I wasn’t born in Canada. English was not my first language. But now I love English.
Don’t get me wrong… learning the English language sucked. I could memorize the alphabet, spell everything correctly, and place all the nouns, adjectives, verbs, and objects into a proper sentence structure. But I still wouldn’t know what the words meant. I wasn’t raised in an English-speaking home environment, so it wasn’t like I had a lot of opportunities to practice speaking or pronunciation. It was horrible just listening to myself. It made me feel like I shouldn’t talk at all. I still remember my parent-teacher interview in first grade where we had to read a book to my parents. I was so stressed trying to find a book in the classroom that I could read without mistakes. All my other classmates chose longer, more difficult books and read them with ease. I was so upset at myself. Although I didn’t know it at the time, I am pretty sure I despised English in the beginning.
Then something changed. My mom started taking me to the library.
And my love for reading developed. I became a total bookworm for the rest of my elementary years. I’d go to the library every week and borrow 2-3 books and finish them all. The more I read, the more I fell in love with the stories and most of all, the English language. Halfway through middle school, I started writing my own stories on word documents. I shared them with my friends who actually read them. I told my seventh grade teacher that I wanted to grow up and be an author because I loved reading and writing so much.
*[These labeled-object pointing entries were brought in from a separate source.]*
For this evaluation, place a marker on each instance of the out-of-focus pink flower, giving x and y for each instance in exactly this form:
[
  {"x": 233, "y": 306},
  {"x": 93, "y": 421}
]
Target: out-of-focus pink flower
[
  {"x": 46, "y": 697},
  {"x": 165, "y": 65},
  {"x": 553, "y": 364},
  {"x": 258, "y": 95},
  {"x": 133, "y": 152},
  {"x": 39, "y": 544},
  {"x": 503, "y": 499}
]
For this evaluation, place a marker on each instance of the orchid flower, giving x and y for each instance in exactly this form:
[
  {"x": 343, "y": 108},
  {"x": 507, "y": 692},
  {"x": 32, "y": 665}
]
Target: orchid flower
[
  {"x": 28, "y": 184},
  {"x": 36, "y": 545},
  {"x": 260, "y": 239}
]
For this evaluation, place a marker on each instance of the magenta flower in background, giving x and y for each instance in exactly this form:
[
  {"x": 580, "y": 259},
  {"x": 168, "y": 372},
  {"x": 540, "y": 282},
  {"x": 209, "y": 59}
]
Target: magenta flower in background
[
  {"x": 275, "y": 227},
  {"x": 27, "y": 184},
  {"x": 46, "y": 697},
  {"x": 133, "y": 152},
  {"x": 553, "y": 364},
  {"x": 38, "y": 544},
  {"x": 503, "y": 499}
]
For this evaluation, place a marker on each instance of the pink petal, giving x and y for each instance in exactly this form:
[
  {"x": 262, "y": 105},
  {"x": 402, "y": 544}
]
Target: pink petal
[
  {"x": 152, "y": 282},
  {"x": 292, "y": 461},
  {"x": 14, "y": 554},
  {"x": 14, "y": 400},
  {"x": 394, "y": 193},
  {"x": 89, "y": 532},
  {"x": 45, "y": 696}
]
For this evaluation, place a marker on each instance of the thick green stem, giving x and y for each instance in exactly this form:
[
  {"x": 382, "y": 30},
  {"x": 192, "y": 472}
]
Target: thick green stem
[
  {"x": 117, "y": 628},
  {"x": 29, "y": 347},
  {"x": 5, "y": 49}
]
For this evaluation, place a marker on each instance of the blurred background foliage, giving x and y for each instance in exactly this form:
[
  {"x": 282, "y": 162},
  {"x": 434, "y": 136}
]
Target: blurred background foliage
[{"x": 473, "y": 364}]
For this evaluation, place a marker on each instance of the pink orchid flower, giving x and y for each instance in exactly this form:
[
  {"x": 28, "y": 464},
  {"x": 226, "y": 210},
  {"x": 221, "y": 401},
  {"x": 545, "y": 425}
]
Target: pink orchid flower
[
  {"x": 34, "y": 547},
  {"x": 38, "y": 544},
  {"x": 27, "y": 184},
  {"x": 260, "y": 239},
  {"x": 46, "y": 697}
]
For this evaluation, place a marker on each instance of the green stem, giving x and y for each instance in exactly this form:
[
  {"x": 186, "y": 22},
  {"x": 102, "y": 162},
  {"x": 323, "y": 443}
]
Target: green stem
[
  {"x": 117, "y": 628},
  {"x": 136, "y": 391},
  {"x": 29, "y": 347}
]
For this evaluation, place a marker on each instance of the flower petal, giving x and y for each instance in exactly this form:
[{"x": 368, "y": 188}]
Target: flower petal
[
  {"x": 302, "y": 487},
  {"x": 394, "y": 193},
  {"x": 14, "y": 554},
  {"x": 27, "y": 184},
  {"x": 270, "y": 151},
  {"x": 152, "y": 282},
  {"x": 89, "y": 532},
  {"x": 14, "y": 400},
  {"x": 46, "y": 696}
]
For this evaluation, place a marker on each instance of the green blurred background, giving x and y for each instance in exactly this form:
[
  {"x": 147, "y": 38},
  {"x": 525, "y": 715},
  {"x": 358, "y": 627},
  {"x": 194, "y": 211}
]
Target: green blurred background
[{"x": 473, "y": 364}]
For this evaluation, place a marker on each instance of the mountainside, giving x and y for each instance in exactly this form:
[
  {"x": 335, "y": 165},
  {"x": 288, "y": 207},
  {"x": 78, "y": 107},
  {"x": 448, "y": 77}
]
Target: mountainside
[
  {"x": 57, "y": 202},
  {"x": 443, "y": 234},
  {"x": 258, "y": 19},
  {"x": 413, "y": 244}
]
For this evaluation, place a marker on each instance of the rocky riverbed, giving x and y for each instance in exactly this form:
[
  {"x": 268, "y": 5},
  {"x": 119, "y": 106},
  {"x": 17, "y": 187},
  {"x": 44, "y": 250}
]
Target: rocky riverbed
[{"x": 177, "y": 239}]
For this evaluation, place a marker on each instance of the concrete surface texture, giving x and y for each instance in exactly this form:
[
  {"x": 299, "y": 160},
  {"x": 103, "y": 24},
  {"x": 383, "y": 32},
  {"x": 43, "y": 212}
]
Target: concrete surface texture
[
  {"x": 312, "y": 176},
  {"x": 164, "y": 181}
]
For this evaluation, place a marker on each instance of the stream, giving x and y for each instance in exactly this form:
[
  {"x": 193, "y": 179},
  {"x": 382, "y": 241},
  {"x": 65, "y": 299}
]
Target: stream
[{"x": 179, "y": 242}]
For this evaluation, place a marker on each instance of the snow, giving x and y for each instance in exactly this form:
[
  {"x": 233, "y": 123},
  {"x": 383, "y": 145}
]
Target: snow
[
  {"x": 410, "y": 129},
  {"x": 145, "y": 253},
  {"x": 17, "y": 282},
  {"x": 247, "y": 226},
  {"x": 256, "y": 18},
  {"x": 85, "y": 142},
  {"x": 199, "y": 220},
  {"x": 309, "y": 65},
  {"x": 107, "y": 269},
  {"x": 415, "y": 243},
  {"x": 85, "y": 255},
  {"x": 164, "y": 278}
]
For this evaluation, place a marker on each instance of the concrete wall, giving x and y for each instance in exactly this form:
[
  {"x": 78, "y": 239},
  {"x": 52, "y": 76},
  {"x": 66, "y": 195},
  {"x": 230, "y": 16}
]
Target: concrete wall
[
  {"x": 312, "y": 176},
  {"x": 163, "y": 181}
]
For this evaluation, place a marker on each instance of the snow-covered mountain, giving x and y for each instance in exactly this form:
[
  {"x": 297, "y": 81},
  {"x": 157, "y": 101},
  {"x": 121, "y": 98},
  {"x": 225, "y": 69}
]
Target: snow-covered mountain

I still think authors are amazing.
I am someone who likes to go on emotional adventures. I like to live vicariously. I like hearing about stories and watching movies with a good plot. I love it when the story builds up and hits a climax, falling into a satisfying resolution. In my mind, it’s easy to bring people with you on a journey through a movie. You’re watching someone cry on a big screen with rain in the background and the sound of lamenting music. It’s very easy to fall into it. But books can do the same thing without all that stuff. Books can make you cry or make you angry or scared. They can make you feel like you’ve known the character for years. They can make you feel like you are the character. Authors write these amazing things called books, which are just pages and pages of words. And they can move you. Words can touch your heart.
I am a little sad thinking back on this now. Since high school ended, I haven’t really been doing any leisure reading. A lot of times, I close my mind off from reading books after my assigned readings. I still have a list of books I want to read in my mind, but I feel like that list is just collecting dust and getting longer and longer. I really need to start making time to read instead of just making excuses. I want to stay up until 2 am because I can’t put a book down. And then I want to feel like I just lost a friend after I finish reading it.
People who say they don’t like reading are just people who haven’t found a book that really resonates with them yet. You can always learn something after reading a book, whether if it is about the world you live in, the people around you, or yourself.
“A great book should leave you with many experiences, and slightly exhausted at the end. You live several lives while reading.”
– William Styron, Conversations with William Styron
Any good book recommendations this winter?